Images, textual content, even entire databases are often
stored as files. Each file has a name ("filename") which
must be unique within its context (i.e. its "path" -- see
below). A filename typically includes a three or four
character "suffix" or "extension" which describes the type
of file (examples: .gif for GIF images, .html for text
marked up in HTML format.) Valid file (and directory) names
are composed of the letters a-z (upper or lower case) and
the numbers 0 through 9 in any combination. It is also
acceptable to use dashes (-) or underscore (_) characters
in filenames. It is not acceptable for filenames to contain
spaces or slashes (slashes are reserved to identify
directories within a "path" -- see below.)
Sample Filenames:
- index.html
- figure1.gif
- etd.pdf
- process.mov
A "Directory" is an organizational structure, a
container for files and other directories. A file that is
stored in a directory is completely distinct from any files
that are stored in other directories, whether or not the
files have the same name. Directory naming conventions are
identical to file naming conventions, except that directory
names do not usually include extensions.
A "Path" is a combination of slashes and directory names
that can be used to identify the specific location of a
file. A fully qualified path begins with a top-level (or
"root") directory, typically referred to with a single
slash (we will use / for all of our examples, as we are
dealing with UNIX filesystems). Within a path, we can refer
to any subdirectory using its position relative to the root
directory (examples: /theses, /theses/available,
/theses/submitted). We use genealogical terms to describe
the relationships between directories. In the previous
examples, the /theses directory would be considered a child
of the root directory. The /theses/available and
/theses/submitted directories would be considered children
of the /theses directory, and could also be referred to as
siblings of each other (i.e. /theses/available is a sibling
of /theses/submitted). The /theses directory would be
considered the parent of the /theses/available directory,
and the / directory would be considered a parent of the
/theses directory.
The path and filename are two critical components of
every URL, even if they are implied rather than explicitly
specified (as in the case of index.html files -- see
below). When choosing a name for a file or directory, you
want to be sure the final URL will be descriptive, without
being overly wordy or redundant. The following sections
give some guidelines for naming files and directories.

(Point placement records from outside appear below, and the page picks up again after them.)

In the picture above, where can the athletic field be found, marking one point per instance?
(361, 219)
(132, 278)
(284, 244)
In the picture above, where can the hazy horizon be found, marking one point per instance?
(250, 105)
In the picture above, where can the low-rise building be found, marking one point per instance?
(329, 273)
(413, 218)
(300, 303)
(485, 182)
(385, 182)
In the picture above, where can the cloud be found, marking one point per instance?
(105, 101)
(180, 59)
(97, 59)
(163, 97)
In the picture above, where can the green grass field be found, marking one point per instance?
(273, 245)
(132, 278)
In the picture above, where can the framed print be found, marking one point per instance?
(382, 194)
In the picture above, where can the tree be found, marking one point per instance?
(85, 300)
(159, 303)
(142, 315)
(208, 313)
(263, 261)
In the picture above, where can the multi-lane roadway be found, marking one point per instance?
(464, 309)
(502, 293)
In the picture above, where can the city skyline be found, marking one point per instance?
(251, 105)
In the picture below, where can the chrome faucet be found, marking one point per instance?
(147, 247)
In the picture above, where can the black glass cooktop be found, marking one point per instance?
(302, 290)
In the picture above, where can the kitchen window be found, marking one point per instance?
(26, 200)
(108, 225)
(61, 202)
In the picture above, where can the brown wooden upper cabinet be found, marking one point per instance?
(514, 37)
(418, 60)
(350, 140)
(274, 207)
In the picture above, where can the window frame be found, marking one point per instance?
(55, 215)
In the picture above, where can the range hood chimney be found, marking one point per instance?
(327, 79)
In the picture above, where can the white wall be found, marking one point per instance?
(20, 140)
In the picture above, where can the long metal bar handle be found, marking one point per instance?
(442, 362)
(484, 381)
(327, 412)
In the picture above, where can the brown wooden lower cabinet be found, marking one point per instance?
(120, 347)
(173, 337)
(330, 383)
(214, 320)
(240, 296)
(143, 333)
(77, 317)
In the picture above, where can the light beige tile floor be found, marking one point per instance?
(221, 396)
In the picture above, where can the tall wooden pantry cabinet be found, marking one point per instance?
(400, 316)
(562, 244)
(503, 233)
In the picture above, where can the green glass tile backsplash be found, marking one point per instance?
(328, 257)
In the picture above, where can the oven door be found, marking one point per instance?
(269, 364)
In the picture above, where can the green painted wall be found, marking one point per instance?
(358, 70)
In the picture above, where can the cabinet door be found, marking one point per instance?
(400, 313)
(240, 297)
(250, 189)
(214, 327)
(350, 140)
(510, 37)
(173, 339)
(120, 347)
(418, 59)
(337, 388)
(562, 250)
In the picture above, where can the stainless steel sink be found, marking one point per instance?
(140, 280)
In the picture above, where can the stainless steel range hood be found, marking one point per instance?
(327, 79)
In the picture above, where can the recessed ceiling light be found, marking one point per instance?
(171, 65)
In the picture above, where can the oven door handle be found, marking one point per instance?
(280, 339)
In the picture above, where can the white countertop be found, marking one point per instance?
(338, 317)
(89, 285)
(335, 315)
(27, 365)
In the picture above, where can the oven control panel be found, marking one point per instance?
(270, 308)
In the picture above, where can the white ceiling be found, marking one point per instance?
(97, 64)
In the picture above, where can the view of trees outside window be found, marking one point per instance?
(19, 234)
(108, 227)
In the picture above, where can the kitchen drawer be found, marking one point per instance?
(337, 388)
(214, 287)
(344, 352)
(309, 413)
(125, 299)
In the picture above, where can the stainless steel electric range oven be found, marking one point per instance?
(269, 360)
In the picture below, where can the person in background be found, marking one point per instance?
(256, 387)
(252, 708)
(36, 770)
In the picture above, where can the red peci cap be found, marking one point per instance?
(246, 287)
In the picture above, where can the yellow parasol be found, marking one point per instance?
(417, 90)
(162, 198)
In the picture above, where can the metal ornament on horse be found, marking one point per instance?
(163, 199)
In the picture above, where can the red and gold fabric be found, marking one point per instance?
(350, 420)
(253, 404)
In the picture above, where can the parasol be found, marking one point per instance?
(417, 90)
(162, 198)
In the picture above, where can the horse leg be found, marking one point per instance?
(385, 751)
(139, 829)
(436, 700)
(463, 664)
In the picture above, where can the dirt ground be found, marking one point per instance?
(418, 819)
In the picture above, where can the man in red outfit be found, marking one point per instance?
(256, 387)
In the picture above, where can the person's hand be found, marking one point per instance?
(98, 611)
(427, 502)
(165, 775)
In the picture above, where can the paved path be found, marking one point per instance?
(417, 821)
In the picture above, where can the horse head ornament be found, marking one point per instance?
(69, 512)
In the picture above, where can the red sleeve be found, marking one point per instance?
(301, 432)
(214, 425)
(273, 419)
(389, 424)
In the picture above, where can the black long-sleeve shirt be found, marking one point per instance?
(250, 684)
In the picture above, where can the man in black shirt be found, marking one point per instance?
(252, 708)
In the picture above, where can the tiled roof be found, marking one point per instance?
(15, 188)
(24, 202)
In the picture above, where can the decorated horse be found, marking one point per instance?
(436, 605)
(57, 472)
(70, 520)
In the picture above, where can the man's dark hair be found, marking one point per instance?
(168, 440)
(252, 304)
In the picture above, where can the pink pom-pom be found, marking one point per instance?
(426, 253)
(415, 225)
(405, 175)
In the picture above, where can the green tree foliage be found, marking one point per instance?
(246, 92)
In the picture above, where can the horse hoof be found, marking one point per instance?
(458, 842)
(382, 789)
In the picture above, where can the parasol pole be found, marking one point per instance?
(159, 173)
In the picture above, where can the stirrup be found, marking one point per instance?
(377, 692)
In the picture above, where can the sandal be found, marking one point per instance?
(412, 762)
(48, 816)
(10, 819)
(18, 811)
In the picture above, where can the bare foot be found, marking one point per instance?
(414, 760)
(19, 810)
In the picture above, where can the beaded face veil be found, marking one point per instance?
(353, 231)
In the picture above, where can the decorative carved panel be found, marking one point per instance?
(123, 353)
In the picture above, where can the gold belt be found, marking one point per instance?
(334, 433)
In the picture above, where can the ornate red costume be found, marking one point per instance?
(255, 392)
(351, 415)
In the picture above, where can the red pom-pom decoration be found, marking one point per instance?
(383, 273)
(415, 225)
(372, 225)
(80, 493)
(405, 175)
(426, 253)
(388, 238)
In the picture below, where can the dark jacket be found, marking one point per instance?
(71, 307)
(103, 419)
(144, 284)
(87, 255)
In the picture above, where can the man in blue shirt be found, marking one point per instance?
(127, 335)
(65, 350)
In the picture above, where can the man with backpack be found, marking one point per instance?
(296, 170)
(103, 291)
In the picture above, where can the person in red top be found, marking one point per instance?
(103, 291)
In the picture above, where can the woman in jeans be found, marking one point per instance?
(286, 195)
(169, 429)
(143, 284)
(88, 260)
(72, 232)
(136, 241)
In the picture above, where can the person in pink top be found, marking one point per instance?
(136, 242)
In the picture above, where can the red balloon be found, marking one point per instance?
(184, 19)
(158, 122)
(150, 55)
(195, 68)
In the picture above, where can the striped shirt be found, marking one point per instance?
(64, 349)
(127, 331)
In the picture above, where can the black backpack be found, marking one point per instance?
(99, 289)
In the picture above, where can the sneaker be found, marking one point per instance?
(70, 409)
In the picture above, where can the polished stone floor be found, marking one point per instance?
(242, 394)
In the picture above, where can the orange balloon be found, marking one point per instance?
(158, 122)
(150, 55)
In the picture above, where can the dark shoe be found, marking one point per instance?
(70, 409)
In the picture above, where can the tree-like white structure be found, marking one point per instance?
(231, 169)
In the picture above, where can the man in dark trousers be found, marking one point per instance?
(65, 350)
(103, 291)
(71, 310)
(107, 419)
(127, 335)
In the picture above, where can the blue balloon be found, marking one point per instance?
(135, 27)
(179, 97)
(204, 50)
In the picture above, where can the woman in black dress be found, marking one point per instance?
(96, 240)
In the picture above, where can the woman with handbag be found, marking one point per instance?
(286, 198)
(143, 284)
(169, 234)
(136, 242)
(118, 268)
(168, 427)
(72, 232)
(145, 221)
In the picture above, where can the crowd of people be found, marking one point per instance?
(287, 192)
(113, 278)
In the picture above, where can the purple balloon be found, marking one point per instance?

Tip 1: Avoid inserting redundant information in the name
of each subdirectory and file.
Bad File + Directory Name:
/ejournals/JTE/jte-v11n2/jte-v11n2-miscellany.html
Better File + Directory Name:
/ejournals/JTE/v11n2/miscellany.html
In the first example above, we've added 14 extra
characters of useless information to the path and filename,
which will be reflected in the URL users see and may even
have to type into their browser. In short: we're not going
to put issues of any journal but the JTE in the directory
/ejournals/JTE, so we can simply call the directory
/ejournals/JTE/v11n2. We're not going to put articles that
aren't a part of volume 11, number 2 in the directory
/ejournals/JTE/v11n2, so we can simply name the file
miscellany.html. So the better path and filename would be
/ejournals/JTE/v11n2/miscellany.html.
Tip 2: Avoid overly general file and directory
names.
Bad File + Directory Name:
/site1/section1/file1.html
Better File + Directory Name:
/exhibits/spring2001/synopsis.html
The first file and directory name given above gives us
no hints as to the larger context for the page we're
looking at. A simple, descriptive name that hints at the
subject, time period, or broad category of materials we're
dealing with is a great help for the next person who has to
update and/or rearrange the files you work on.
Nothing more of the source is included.